Recently, there have been a number of newspaper articles in the Kenyan media on homosexuality and the rights of LGBTQ people, specifically whether their rights should be enshrined in the constitution. Now, given that the gay scene in Kenya has been very much underground, and because there are a great number of people who hold strong religious convictions, comment on various boards and forums has at times descended into flame wars between those who wish to keep things as they are, criminal penalties and all, and those who would like to see more tolerance.
As an editor at Kenya Imagine, I get an email for each new comment on an article. We have had a couple of recent pieces on homosexuality, from both sides of the debate, and users have also submitted blogs posts to air their own views. The comments that have come in have been, for the most part, fairly balanced, but some were nothing but vitriol. We deleted them.

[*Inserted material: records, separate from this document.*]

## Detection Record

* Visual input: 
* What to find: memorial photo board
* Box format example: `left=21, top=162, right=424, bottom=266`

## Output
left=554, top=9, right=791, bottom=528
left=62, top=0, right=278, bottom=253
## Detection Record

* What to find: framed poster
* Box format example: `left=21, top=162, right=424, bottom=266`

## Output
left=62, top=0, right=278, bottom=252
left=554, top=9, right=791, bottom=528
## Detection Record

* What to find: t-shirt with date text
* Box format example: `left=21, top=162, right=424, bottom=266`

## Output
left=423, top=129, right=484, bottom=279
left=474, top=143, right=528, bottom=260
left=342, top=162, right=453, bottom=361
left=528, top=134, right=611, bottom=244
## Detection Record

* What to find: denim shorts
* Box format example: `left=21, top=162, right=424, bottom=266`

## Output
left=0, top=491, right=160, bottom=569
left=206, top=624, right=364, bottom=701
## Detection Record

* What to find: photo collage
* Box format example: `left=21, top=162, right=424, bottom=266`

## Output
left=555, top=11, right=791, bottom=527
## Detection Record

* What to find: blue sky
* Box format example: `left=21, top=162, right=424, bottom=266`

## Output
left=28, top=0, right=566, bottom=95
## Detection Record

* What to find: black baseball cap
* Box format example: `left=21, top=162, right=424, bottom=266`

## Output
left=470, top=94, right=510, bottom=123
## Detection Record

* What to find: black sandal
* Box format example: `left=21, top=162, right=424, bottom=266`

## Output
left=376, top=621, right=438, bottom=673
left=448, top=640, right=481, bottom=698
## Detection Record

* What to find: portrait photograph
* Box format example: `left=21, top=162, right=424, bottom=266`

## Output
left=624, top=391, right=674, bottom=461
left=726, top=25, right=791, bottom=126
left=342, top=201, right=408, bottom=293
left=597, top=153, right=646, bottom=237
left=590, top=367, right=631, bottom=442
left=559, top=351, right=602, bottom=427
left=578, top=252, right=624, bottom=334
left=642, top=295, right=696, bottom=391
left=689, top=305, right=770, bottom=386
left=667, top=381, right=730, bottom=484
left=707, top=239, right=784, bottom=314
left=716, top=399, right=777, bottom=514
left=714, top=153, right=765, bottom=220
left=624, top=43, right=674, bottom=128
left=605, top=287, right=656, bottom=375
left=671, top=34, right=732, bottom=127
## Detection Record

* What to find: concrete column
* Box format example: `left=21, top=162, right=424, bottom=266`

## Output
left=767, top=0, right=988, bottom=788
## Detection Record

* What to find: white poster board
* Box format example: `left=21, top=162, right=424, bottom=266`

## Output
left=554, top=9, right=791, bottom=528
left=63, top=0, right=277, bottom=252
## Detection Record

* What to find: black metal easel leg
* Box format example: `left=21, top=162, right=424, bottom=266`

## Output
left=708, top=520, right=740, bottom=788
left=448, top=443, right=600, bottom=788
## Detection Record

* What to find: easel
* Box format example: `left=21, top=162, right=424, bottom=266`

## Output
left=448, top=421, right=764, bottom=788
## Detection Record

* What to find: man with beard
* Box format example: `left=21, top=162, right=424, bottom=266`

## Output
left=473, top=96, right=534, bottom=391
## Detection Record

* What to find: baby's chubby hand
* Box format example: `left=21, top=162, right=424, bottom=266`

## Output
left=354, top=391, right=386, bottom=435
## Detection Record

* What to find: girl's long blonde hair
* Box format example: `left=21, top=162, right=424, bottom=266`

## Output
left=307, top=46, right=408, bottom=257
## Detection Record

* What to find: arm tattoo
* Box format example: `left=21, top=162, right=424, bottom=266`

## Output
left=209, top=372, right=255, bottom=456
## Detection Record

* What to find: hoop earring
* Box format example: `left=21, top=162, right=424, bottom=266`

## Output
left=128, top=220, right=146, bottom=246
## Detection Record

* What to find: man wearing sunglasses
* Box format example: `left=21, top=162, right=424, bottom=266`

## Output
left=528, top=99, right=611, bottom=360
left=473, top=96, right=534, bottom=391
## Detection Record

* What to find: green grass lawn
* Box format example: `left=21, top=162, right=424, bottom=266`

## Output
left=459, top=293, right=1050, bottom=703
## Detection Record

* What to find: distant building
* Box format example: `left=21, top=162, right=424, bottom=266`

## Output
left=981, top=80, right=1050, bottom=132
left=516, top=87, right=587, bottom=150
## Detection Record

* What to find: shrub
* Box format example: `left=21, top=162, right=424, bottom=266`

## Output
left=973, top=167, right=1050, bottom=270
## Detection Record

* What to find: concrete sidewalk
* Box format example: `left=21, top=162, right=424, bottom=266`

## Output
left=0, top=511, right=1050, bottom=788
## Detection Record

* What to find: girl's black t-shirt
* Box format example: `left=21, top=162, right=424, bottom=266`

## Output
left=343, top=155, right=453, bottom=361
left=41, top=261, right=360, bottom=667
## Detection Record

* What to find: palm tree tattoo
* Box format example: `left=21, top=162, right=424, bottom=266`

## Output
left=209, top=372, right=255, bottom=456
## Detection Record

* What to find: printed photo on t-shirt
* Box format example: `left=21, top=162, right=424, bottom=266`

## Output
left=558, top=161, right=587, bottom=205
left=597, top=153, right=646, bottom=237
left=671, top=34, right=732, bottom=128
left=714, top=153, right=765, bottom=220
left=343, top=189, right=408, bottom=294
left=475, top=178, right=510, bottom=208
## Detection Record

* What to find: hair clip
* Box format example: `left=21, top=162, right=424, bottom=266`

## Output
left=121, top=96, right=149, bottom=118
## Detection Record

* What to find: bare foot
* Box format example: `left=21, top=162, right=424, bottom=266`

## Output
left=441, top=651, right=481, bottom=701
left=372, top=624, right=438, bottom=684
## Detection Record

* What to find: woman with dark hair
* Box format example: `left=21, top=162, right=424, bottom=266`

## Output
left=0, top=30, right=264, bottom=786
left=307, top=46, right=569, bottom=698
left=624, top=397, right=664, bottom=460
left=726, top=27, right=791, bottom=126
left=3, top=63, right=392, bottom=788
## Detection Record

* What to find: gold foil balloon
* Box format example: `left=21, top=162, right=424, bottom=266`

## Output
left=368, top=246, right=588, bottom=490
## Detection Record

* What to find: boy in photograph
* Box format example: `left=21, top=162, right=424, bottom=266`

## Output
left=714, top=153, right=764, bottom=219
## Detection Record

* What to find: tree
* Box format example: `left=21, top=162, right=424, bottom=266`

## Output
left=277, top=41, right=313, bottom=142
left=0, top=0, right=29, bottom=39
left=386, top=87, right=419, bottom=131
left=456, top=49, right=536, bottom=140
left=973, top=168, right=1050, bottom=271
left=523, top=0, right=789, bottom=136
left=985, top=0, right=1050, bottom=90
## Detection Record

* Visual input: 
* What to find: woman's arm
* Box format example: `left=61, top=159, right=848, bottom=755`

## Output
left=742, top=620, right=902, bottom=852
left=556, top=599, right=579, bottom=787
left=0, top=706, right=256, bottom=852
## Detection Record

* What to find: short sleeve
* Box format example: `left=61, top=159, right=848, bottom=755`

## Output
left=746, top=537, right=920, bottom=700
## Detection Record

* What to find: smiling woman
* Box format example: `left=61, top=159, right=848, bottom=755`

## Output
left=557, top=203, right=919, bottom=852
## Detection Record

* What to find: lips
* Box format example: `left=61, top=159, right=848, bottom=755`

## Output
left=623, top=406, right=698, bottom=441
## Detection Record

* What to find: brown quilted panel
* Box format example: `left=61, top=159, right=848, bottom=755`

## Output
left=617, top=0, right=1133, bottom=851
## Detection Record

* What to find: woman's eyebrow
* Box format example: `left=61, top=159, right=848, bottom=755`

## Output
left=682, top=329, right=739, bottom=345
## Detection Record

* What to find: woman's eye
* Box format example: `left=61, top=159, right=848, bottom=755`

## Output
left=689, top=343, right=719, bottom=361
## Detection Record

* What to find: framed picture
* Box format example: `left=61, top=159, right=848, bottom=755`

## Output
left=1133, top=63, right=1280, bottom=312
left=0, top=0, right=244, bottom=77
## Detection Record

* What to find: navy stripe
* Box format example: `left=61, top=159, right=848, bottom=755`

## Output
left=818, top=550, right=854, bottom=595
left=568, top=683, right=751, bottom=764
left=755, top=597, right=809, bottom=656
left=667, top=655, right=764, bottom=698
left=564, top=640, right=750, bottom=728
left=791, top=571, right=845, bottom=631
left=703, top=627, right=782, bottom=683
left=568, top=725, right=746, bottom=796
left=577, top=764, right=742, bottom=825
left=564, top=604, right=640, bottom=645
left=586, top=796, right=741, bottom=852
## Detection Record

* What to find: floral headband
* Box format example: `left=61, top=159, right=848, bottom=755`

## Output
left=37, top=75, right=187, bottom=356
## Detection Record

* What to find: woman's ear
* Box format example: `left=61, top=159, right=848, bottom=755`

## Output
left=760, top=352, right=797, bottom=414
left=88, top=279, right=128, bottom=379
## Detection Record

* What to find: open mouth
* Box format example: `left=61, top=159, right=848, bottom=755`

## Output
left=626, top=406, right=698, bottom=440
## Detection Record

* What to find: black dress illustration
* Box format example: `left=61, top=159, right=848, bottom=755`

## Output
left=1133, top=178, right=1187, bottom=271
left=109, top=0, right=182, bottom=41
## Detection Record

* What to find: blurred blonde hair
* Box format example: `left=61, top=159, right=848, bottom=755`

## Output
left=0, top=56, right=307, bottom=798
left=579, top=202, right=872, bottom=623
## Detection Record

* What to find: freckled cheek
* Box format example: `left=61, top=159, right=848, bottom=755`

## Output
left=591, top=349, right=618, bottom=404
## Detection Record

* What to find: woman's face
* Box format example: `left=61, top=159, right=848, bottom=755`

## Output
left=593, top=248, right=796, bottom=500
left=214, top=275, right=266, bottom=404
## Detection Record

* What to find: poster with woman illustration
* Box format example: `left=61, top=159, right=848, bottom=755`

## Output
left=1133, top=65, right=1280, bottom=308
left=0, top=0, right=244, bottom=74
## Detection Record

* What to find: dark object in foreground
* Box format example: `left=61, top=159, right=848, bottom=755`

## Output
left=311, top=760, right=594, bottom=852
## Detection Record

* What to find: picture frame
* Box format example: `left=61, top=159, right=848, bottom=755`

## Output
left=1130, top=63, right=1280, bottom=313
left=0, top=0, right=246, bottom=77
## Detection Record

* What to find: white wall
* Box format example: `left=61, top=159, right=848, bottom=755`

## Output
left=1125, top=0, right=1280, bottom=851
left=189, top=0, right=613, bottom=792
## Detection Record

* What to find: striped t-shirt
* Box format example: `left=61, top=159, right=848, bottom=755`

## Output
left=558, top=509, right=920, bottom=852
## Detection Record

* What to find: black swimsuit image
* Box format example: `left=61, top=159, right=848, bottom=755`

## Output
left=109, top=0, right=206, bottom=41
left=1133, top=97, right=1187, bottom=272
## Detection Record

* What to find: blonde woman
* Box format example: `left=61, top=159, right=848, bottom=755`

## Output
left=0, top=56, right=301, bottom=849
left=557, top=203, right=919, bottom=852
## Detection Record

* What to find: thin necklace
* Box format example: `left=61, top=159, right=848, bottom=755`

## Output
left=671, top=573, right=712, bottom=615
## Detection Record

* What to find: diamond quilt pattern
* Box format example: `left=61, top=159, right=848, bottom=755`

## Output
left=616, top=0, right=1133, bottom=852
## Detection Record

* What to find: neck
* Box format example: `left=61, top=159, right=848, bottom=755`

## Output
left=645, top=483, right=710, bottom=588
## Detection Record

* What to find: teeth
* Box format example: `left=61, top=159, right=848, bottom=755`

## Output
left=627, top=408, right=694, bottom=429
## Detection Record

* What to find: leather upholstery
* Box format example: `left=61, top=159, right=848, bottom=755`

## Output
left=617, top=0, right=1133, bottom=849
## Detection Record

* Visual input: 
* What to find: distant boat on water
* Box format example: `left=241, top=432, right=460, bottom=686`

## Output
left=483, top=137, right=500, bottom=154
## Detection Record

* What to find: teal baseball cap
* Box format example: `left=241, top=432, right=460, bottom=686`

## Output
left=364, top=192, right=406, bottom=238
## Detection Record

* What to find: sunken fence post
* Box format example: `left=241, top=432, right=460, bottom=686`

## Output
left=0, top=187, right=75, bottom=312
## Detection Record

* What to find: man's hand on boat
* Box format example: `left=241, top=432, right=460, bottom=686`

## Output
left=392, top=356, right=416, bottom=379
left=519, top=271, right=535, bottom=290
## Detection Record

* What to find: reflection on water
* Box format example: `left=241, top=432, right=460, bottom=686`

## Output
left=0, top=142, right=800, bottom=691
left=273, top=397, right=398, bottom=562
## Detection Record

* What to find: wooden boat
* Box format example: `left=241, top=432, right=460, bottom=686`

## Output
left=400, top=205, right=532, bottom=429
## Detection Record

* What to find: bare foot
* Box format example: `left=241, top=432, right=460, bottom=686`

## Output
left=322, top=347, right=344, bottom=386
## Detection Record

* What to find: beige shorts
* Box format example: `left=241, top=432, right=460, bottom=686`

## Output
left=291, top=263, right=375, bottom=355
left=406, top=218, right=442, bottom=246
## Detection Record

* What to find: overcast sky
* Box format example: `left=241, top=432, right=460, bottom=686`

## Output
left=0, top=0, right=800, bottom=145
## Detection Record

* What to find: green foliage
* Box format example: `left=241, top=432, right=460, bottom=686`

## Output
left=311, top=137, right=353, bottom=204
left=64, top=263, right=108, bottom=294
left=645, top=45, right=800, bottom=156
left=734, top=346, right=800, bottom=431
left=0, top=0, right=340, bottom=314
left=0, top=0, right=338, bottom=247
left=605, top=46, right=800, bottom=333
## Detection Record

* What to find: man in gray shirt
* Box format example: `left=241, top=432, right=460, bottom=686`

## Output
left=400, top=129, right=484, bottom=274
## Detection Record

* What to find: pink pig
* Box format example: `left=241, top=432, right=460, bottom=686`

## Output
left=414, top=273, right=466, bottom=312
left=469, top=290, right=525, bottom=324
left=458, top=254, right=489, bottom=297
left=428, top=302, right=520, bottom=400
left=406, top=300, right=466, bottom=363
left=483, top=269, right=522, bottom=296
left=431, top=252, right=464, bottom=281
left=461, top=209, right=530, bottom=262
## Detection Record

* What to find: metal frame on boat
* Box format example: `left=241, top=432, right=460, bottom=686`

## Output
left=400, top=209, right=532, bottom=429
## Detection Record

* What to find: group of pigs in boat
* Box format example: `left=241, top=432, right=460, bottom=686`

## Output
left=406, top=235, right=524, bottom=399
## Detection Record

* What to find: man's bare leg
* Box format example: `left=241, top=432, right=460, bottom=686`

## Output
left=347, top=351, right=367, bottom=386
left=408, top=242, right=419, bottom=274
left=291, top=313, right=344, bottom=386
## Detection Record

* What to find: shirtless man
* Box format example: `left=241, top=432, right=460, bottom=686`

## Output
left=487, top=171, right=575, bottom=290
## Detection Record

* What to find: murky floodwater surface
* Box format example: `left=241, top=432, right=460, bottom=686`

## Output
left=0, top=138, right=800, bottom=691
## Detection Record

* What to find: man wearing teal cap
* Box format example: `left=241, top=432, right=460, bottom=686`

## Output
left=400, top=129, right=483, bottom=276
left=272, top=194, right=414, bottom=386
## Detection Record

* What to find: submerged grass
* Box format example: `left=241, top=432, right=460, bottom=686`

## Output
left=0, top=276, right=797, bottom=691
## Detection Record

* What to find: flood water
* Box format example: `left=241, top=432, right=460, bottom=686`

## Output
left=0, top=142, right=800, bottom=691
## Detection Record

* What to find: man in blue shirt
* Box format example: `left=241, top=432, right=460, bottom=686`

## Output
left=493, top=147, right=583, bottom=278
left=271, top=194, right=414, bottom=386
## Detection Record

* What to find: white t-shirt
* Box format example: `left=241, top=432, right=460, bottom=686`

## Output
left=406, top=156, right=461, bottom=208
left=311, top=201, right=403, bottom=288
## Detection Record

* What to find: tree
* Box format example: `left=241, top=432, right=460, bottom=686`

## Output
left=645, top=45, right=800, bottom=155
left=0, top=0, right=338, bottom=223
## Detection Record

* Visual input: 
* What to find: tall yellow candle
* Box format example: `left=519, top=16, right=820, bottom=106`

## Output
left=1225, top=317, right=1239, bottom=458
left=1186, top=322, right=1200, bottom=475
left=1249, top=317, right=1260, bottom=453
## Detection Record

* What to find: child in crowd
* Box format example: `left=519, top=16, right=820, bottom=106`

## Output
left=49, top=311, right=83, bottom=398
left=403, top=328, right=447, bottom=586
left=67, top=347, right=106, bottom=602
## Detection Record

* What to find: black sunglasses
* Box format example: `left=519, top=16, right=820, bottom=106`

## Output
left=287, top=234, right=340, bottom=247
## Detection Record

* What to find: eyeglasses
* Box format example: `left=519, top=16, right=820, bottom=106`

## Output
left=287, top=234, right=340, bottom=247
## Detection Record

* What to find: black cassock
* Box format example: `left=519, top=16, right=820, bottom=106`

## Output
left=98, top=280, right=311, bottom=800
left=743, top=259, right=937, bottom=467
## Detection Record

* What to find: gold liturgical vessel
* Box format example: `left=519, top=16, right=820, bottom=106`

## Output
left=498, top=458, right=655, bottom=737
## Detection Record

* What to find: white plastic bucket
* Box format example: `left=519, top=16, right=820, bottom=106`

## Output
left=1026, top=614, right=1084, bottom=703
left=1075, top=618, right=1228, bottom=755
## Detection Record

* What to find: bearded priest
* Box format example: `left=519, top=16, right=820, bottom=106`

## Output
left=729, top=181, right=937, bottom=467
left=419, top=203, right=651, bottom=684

At an editors’ powwow last week, we tried to pin down the Kenya Imagine “vision,” or principles which would guide our running of the site. We wanted to be a forward-thinking, modernising forum where our users could engage in open and honest debate. All very well, so how did that sit with deleting comments we didn’t like the look of? To put it in the most simple terms, by signing up and agreeing to the terms and conditions, which include the proscription of hate speech, our users had allowed us to. Our house, our rules.
On other boards I have seen users who have had their comments deleted complain that they’re being censored, or that their right to free speech is not being respected. Usually, moderators don’t bother explaining why, as that would just hijack a discussion and take it off-topic. But the users complaining might be better off re-educating themselves about the rules of the board or forum they have signed up to. To protect themselves from legal action, many administrators reserve the right to edit or remove comments, and will usually outline what sorts of comments will and won’t be tolerated. At Kenya Imagine, we will not put up with hate speech, so anything along the lines of “Throw them all into the sea!” was consigned to oblivion.
This may seem like refusing to listen to an opposing view, but it is not too difficult to stay on a moderator’s good side. There is a difference between wishing or inciting violence against people and voicing your opposition in the strongest possible terms. One approach will probably get a disagreement, the other will get a deletion or banning. People are free to hold whatever opinions they please, and to articulate them, provided they can stick to the rules they have agreed to. Deleting infringing comments is less about censorship and more to do with enforcing the standards that have been outlined. Rephrasing the same sentiments that got deleted in another way that makes the same points would probably be OK.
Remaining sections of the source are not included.